Adeguatezza rispetto all’età e alle capacità del piccolo, ordine e organizzazione dell’ambiente a seconda dei suoi interessi: sono questi gli aspetti fondamentali da seguire per favorire l’autonomia di movimento, di scelta e di azione del bambino

«Sull’etichetta c’è scritto che va bene da 0 a 3 anni. Sarà vero?». Spesso i genitori sono titubanti quando sul giocattolo leggono le indicazioni relative alla fascia di età: l’oggetto può sembrare “troppo complicato” o “troppo semplice” per il proprio figlio. In effetti, quel numero riportato sull’etichetta può essere fuorviante, perché non tiene conto del fatto che gli interessi e le abilità di ogni singolo bambino si formano nell’ambiente fisico e culturale in cui cresce e in base alla sua personalità. Per valutare e scegliere il giocattolo “giusto” è necessario partire dall’osservazione dell’attività libera del bambino: come si comporta e ciò che fa in quel determinato periodo del suo sviluppo, quali sono le attività che svolge autonomamente e come si orienta tra gli spazi di casa, cosa cerca e come utilizza i materiali.
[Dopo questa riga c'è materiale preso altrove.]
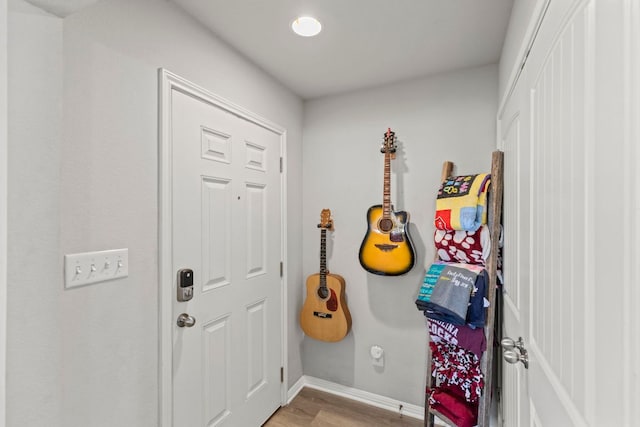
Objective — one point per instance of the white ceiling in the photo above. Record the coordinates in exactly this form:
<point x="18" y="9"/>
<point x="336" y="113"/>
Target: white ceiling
<point x="364" y="43"/>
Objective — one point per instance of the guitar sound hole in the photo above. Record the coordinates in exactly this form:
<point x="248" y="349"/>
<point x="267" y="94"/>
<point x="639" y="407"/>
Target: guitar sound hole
<point x="323" y="293"/>
<point x="385" y="225"/>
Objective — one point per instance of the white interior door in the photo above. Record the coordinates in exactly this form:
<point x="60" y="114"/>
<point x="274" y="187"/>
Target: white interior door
<point x="544" y="131"/>
<point x="226" y="211"/>
<point x="514" y="127"/>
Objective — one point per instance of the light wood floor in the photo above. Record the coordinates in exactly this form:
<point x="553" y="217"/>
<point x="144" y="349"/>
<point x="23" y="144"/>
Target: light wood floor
<point x="319" y="409"/>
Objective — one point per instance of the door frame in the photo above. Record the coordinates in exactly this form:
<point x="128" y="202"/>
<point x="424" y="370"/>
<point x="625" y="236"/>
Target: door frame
<point x="4" y="198"/>
<point x="167" y="82"/>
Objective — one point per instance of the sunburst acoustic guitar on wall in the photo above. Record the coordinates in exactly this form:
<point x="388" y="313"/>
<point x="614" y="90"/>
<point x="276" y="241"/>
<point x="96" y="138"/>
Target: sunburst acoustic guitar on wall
<point x="325" y="315"/>
<point x="387" y="249"/>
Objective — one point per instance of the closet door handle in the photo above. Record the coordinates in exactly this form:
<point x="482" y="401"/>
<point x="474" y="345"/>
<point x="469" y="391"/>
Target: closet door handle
<point x="514" y="351"/>
<point x="184" y="320"/>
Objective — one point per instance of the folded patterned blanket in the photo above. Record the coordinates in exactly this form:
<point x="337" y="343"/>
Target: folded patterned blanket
<point x="454" y="407"/>
<point x="461" y="203"/>
<point x="470" y="247"/>
<point x="454" y="293"/>
<point x="458" y="369"/>
<point x="471" y="339"/>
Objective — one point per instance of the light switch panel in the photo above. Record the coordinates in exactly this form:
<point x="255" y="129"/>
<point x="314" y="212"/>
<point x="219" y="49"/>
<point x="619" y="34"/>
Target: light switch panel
<point x="93" y="267"/>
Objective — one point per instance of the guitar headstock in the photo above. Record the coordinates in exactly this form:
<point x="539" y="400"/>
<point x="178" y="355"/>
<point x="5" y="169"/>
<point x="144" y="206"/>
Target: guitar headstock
<point x="389" y="144"/>
<point x="325" y="220"/>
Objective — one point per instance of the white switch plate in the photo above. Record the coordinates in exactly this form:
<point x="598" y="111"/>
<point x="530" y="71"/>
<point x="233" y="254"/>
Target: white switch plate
<point x="93" y="267"/>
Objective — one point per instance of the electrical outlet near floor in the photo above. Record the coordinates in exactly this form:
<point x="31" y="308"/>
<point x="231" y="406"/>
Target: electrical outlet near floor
<point x="93" y="267"/>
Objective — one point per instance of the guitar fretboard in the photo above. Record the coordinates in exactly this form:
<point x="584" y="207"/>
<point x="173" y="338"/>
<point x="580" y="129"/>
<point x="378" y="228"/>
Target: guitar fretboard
<point x="386" y="190"/>
<point x="323" y="258"/>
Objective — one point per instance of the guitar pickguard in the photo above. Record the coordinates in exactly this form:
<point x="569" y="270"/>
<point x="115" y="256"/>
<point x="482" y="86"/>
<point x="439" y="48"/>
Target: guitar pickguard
<point x="385" y="247"/>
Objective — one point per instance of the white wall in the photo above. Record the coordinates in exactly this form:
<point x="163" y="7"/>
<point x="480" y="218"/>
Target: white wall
<point x="445" y="117"/>
<point x="35" y="316"/>
<point x="83" y="176"/>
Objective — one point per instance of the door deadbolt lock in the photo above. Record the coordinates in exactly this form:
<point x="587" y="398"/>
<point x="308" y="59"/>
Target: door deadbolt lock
<point x="514" y="351"/>
<point x="185" y="284"/>
<point x="184" y="320"/>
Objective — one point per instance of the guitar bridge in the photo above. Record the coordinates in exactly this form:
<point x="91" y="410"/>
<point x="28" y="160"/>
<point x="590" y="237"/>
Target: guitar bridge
<point x="322" y="315"/>
<point x="385" y="247"/>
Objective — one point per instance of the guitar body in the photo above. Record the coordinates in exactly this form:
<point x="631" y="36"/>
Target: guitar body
<point x="325" y="319"/>
<point x="387" y="253"/>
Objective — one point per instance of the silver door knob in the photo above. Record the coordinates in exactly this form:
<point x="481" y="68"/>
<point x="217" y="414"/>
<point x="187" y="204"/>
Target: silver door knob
<point x="184" y="320"/>
<point x="512" y="356"/>
<point x="509" y="344"/>
<point x="514" y="351"/>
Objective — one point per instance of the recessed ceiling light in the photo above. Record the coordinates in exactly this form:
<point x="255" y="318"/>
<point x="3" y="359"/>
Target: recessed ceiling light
<point x="306" y="26"/>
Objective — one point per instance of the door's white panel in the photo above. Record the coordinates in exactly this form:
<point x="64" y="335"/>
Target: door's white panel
<point x="511" y="143"/>
<point x="535" y="420"/>
<point x="631" y="348"/>
<point x="256" y="156"/>
<point x="559" y="214"/>
<point x="216" y="145"/>
<point x="256" y="229"/>
<point x="216" y="336"/>
<point x="257" y="345"/>
<point x="216" y="232"/>
<point x="511" y="392"/>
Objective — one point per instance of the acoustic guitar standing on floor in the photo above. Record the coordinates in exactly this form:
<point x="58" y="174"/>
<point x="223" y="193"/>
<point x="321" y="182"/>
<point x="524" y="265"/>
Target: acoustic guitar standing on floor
<point x="387" y="249"/>
<point x="325" y="315"/>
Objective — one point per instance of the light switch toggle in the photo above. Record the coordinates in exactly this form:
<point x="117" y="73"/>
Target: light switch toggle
<point x="92" y="267"/>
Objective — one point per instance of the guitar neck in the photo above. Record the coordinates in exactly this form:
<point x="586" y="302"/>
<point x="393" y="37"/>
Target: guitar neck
<point x="323" y="258"/>
<point x="386" y="190"/>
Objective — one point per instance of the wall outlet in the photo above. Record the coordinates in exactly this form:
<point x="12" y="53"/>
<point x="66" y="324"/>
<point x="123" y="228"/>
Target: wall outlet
<point x="93" y="267"/>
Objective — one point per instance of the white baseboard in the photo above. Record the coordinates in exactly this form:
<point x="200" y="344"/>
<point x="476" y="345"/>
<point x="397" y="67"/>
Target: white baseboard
<point x="372" y="399"/>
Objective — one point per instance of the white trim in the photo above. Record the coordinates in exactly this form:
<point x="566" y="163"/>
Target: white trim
<point x="527" y="42"/>
<point x="371" y="399"/>
<point x="4" y="121"/>
<point x="167" y="83"/>
<point x="631" y="66"/>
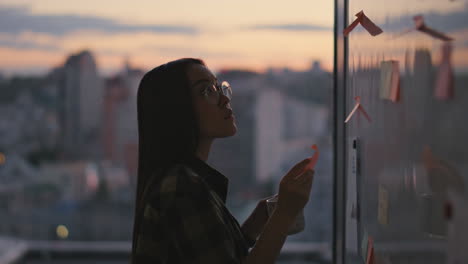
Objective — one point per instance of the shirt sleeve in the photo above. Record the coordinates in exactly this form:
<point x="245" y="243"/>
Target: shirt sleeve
<point x="191" y="230"/>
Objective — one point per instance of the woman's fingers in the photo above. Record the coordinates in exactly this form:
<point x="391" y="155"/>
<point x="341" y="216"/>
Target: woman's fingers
<point x="298" y="168"/>
<point x="305" y="177"/>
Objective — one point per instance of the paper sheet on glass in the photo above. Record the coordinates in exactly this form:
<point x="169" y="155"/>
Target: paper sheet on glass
<point x="352" y="206"/>
<point x="444" y="83"/>
<point x="390" y="80"/>
<point x="362" y="19"/>
<point x="359" y="109"/>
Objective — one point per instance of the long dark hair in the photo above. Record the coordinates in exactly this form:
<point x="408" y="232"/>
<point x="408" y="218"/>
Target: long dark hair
<point x="167" y="127"/>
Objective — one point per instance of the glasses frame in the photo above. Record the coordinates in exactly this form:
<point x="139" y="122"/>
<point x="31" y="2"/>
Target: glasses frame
<point x="213" y="97"/>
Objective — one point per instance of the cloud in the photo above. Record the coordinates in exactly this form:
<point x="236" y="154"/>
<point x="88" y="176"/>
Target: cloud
<point x="446" y="22"/>
<point x="15" y="20"/>
<point x="291" y="27"/>
<point x="28" y="45"/>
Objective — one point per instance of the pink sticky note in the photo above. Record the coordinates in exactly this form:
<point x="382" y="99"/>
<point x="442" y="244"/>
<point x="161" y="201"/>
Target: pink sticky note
<point x="421" y="26"/>
<point x="444" y="83"/>
<point x="362" y="19"/>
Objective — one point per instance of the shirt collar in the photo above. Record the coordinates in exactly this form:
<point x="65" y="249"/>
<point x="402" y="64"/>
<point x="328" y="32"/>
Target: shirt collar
<point x="215" y="179"/>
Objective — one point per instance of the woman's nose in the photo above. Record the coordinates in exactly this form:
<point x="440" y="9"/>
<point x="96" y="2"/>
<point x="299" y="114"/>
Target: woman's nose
<point x="223" y="100"/>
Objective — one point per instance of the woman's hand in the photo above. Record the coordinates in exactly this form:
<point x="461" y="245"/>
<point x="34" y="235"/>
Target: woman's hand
<point x="294" y="190"/>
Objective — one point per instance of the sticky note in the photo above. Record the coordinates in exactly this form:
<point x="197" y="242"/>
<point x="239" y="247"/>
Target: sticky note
<point x="444" y="83"/>
<point x="383" y="206"/>
<point x="389" y="80"/>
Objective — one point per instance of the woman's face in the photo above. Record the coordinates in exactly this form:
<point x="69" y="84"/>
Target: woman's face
<point x="214" y="118"/>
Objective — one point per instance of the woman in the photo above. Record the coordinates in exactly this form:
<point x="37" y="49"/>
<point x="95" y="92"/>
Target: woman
<point x="180" y="212"/>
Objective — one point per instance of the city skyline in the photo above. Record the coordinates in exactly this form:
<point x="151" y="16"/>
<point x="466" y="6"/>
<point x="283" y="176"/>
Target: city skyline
<point x="36" y="35"/>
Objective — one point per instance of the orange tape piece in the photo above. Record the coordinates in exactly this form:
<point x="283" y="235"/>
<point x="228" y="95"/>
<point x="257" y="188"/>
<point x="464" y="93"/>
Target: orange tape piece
<point x="362" y="19"/>
<point x="358" y="107"/>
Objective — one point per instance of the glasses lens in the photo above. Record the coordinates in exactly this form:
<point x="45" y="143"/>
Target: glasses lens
<point x="226" y="88"/>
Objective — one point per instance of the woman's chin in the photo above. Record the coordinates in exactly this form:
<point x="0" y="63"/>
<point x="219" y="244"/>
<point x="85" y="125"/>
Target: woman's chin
<point x="231" y="132"/>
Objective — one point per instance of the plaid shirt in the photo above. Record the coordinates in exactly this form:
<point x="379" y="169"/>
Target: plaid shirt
<point x="186" y="221"/>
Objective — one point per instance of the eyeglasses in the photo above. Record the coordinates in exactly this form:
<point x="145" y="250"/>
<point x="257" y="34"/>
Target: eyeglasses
<point x="213" y="91"/>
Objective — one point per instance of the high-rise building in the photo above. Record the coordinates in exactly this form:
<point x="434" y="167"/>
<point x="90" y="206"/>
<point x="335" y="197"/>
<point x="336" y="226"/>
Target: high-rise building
<point x="80" y="99"/>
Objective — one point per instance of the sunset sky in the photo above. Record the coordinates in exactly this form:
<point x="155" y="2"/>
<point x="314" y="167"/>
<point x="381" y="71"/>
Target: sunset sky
<point x="36" y="35"/>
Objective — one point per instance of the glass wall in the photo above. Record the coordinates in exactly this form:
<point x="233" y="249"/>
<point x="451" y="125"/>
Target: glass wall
<point x="69" y="75"/>
<point x="404" y="166"/>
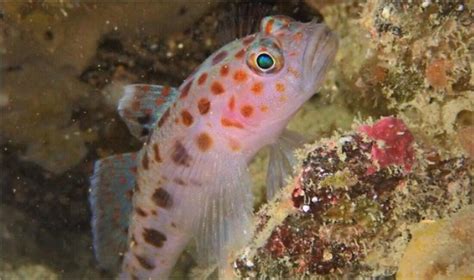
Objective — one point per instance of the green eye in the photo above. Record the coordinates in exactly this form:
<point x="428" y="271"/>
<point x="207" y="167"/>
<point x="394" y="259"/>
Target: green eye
<point x="265" y="61"/>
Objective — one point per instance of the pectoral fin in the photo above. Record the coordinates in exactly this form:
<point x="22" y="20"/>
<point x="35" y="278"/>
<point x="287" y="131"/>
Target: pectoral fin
<point x="282" y="160"/>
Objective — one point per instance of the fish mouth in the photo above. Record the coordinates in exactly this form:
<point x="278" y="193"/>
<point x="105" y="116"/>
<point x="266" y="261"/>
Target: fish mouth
<point x="318" y="55"/>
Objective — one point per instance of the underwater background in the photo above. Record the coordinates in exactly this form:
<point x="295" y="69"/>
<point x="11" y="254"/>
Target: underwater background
<point x="383" y="188"/>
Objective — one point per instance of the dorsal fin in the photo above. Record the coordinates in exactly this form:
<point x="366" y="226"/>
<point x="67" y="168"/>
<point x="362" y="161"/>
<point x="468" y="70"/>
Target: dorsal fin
<point x="142" y="106"/>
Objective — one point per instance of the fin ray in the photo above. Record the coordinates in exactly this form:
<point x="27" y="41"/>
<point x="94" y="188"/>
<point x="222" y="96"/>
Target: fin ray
<point x="110" y="199"/>
<point x="142" y="106"/>
<point x="282" y="160"/>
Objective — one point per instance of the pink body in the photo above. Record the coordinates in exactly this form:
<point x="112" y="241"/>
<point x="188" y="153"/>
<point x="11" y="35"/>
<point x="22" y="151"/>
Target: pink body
<point x="227" y="111"/>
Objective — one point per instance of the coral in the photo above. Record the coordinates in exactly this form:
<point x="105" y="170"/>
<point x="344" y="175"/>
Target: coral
<point x="347" y="210"/>
<point x="441" y="249"/>
<point x="390" y="64"/>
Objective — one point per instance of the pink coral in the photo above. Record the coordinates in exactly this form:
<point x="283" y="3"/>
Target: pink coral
<point x="394" y="142"/>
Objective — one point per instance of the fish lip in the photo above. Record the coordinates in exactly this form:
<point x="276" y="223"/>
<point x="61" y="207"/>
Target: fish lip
<point x="318" y="56"/>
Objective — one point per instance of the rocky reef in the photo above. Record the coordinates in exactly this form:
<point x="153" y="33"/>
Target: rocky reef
<point x="350" y="208"/>
<point x="371" y="196"/>
<point x="362" y="201"/>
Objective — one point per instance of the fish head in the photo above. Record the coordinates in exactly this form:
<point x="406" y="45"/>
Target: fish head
<point x="261" y="80"/>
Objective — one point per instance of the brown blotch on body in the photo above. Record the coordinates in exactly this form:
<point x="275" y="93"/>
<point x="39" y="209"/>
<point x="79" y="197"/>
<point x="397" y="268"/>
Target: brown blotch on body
<point x="231" y="123"/>
<point x="280" y="87"/>
<point x="136" y="188"/>
<point x="187" y="118"/>
<point x="163" y="118"/>
<point x="204" y="106"/>
<point x="180" y="155"/>
<point x="154" y="237"/>
<point x="144" y="263"/>
<point x="246" y="110"/>
<point x="202" y="78"/>
<point x="219" y="57"/>
<point x="185" y="90"/>
<point x="141" y="212"/>
<point x="231" y="103"/>
<point x="162" y="198"/>
<point x="224" y="70"/>
<point x="145" y="161"/>
<point x="136" y="105"/>
<point x="160" y="101"/>
<point x="240" y="76"/>
<point x="257" y="88"/>
<point x="204" y="141"/>
<point x="166" y="91"/>
<point x="180" y="181"/>
<point x="129" y="194"/>
<point x="156" y="152"/>
<point x="217" y="88"/>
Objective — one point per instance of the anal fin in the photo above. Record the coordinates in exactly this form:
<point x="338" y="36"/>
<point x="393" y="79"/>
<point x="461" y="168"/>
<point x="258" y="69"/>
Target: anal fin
<point x="110" y="201"/>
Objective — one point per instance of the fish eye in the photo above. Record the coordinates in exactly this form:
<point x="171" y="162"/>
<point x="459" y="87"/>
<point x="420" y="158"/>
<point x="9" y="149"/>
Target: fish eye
<point x="265" y="61"/>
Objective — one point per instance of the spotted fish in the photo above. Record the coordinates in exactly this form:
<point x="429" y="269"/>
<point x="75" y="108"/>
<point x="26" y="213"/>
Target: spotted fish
<point x="190" y="180"/>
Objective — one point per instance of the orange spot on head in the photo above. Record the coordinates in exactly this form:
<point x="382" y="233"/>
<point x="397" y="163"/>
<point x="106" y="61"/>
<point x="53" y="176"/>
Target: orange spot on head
<point x="240" y="53"/>
<point x="219" y="57"/>
<point x="280" y="87"/>
<point x="185" y="90"/>
<point x="231" y="123"/>
<point x="264" y="108"/>
<point x="231" y="103"/>
<point x="187" y="118"/>
<point x="224" y="70"/>
<point x="217" y="88"/>
<point x="204" y="141"/>
<point x="202" y="78"/>
<point x="249" y="39"/>
<point x="257" y="88"/>
<point x="298" y="37"/>
<point x="240" y="76"/>
<point x="246" y="110"/>
<point x="136" y="105"/>
<point x="204" y="105"/>
<point x="294" y="72"/>
<point x="269" y="26"/>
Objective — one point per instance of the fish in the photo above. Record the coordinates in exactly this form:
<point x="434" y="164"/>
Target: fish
<point x="190" y="183"/>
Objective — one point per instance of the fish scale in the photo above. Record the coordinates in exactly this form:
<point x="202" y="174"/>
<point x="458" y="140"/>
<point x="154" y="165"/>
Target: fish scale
<point x="190" y="181"/>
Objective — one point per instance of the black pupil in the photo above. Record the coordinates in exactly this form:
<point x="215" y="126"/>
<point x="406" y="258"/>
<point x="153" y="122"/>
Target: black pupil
<point x="265" y="61"/>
Insomma, per trovare le risposte e raccogliere il maggior numero di informazioni, occorre sospendere la nostra naturale tendenza a dirigere l’agire del bambino e concedergli invece autonomia di movimento, di scelta e di azione.

 

I giochi non sostituiscono l’attività “vera”

Se il bambino ha l’occasione di partecipare alla vita “vera” della sua famiglia, ovvero della sua comunità primaria di appartenenza, il giocattolo diventerà uno svago di “seconda scelta”, un passatempo, un esercizio a cui rivolgersi solo in alcuni momenti.

È importante sapere che per essere soddisfatto e appagato il bambino ha la necessità di percepire un senso di utilità nel suo agire, la stessa utilità che osserva in ciò che fanno i “grandi”. Il piccolo, infatti, ama lavare, stendere, riporre le posate, apparecchiare (o almeno tentare di fare tutto ciò), perché desidera imitare l’attività dei genitori, parteciparvi sentendosi importante e, al contempo, parte della comunità.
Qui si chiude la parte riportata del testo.